One approach to finding memory bugs is to use sanitizers, which are compiler features that instrument your code to detect errors at runtime. For example, the widely used AddressSanitizer (ASan) detects:

Buffer overflows (stack, heap, and global)
Use-after-free
Use-after-return
Memory leaks

# Compile with AddressSanitizer
gcc -fsanitize=address -g program.c -o program
./program

There are a variety of useful sanitizers:

ThreadSanitizer (TSan): Detects data races in multithreaded code (-fsanitize=thread)
MemorySanitizer (MSan): Detects reads of uninitialized memory (-fsanitize=memory)
UndefinedBehaviorSanitizer (UBSan): Detects undefined behavior like integer overflow (-fsanitize=undefined)

Sanitizers require recompilation but are fast enough to use in CI pipelines and during regular development.

Valgrind: When You Can’t Recompile

Valgrind instead runs your program in something akin to a virtual machine to detect memory errors. It’s slower than sanitizers but doesn’t require recompilation:

valgrind --leak-check=full ./my_program

Use Valgrind when:

You don’t have source code
You can’t recompile (third-party libraries)
You need specific tools not available as sanitizers

Valgrind is actually a really powerful controlled execution environment, and we’ll see more of it later when we get to profiling!

AI for Debugging

Large language models have become surprisingly useful debugging assistants. They excel at certain debugging tasks that complement traditional tools.

Where LLMs shine:

Explaining cryptic error messages: Compiler errors, especially from C++ templates or Rust’s borrow checker, can be notoriously cryptic. LLMs can translate them into plain English and suggest fixes.
Traversing language and abstraction boundaries: If you’re debugging a problem that spans multiple languages (say, a bug in a C library that manifests through a Python binding), LLMs can help navigate the different layers. They’re particularly good at understanding FFI boundaries, build system issues, and cross-language debugging (e.g., my program errors, but I believe it is because of a bug in one of my dependencies).
Correlating symptoms with root causes: “My program works fine but uses 10x more memory than expected” is the kind of vague symptom that LLMs can help investigate, suggesting likely causes and what to look for.
Analyzing crash dumps and stack traces: Paste a stack trace and ask what might have caused it.

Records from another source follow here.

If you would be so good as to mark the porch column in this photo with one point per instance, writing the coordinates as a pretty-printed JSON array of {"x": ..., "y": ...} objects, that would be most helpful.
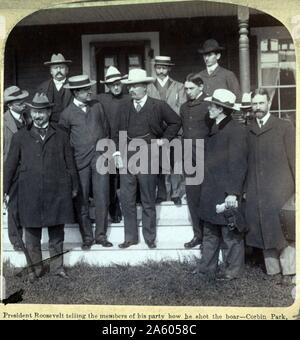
[{"x": 243, "y": 17}]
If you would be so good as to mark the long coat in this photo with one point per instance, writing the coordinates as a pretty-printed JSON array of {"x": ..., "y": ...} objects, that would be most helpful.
[
  {"x": 47, "y": 176},
  {"x": 225, "y": 168},
  {"x": 270, "y": 181},
  {"x": 175, "y": 94}
]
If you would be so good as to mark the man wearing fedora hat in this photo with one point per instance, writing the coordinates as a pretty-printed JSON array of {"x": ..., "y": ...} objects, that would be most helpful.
[
  {"x": 214, "y": 76},
  {"x": 172, "y": 92},
  {"x": 112, "y": 103},
  {"x": 54, "y": 87},
  {"x": 13, "y": 120},
  {"x": 87, "y": 123},
  {"x": 142, "y": 118},
  {"x": 225, "y": 170},
  {"x": 47, "y": 181}
]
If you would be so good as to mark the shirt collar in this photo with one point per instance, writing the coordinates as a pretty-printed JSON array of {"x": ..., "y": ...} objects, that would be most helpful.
[
  {"x": 163, "y": 82},
  {"x": 142, "y": 101}
]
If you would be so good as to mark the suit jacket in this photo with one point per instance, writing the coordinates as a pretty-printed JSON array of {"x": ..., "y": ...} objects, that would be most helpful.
[
  {"x": 47, "y": 176},
  {"x": 48, "y": 87},
  {"x": 221, "y": 78},
  {"x": 270, "y": 181}
]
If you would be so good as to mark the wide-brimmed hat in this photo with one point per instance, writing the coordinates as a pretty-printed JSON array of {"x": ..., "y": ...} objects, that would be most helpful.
[
  {"x": 137, "y": 76},
  {"x": 209, "y": 46},
  {"x": 79, "y": 82},
  {"x": 40, "y": 101},
  {"x": 112, "y": 75},
  {"x": 57, "y": 59},
  {"x": 13, "y": 93},
  {"x": 163, "y": 60},
  {"x": 224, "y": 98}
]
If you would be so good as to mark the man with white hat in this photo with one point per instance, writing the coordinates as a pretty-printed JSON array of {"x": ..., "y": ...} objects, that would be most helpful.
[
  {"x": 214, "y": 76},
  {"x": 112, "y": 103},
  {"x": 54, "y": 87},
  {"x": 87, "y": 124},
  {"x": 172, "y": 92},
  {"x": 13, "y": 120},
  {"x": 143, "y": 118},
  {"x": 225, "y": 170}
]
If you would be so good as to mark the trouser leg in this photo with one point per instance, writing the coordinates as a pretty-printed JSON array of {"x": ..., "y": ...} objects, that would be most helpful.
[
  {"x": 128, "y": 201},
  {"x": 33, "y": 238},
  {"x": 82, "y": 205},
  {"x": 235, "y": 252},
  {"x": 56, "y": 247},
  {"x": 147, "y": 188},
  {"x": 193, "y": 198},
  {"x": 210, "y": 249}
]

Note on debug symbols: For meaningful stack traces and debugging, ensure your binaries (and any linked libraries) are compiled with debug symbols (-g flag). Debug information is typically stored in DWARF format. Additionally, compiling with frame pointers (-fno-omit-frame-pointer) makes stack traces more reliable, especially for profiling tools. Without these, stack traces may show only memory addresses or be incomplete. This matters more for natively compiled programs (C++, Rust) than Python or Java.

Limitations to keep in mind:

LLMs can hallucinate plausible-sounding but wrong explanations
They may suggest fixes that mask the bug rather than fix it
Always verify suggestions with actual debugging tools
They work best as a complement to, not replacement for, understanding your code

This is distinct from the general AI coding capabilities covered in the Development Environment lecture. Here we’re specifically talking about using LLMs as a debugging aid.

Profiling

Even if your code functionally behaves as you would expect, that might not be good enough if it takes all your CPU or memory in the process. Algorithms classes often teach big O notation but not how to find hot spots in your programs. Since premature optimization is the root of all evil, you should learn about profilers and monitoring tools. They will help you understand which parts of your program are taking most of the time and/or resources so you can focus on optimizing those parts.

Timing

The simplest way to measure performance is to time things. In many scenarios it can be enough to just print the time it took your code between two points.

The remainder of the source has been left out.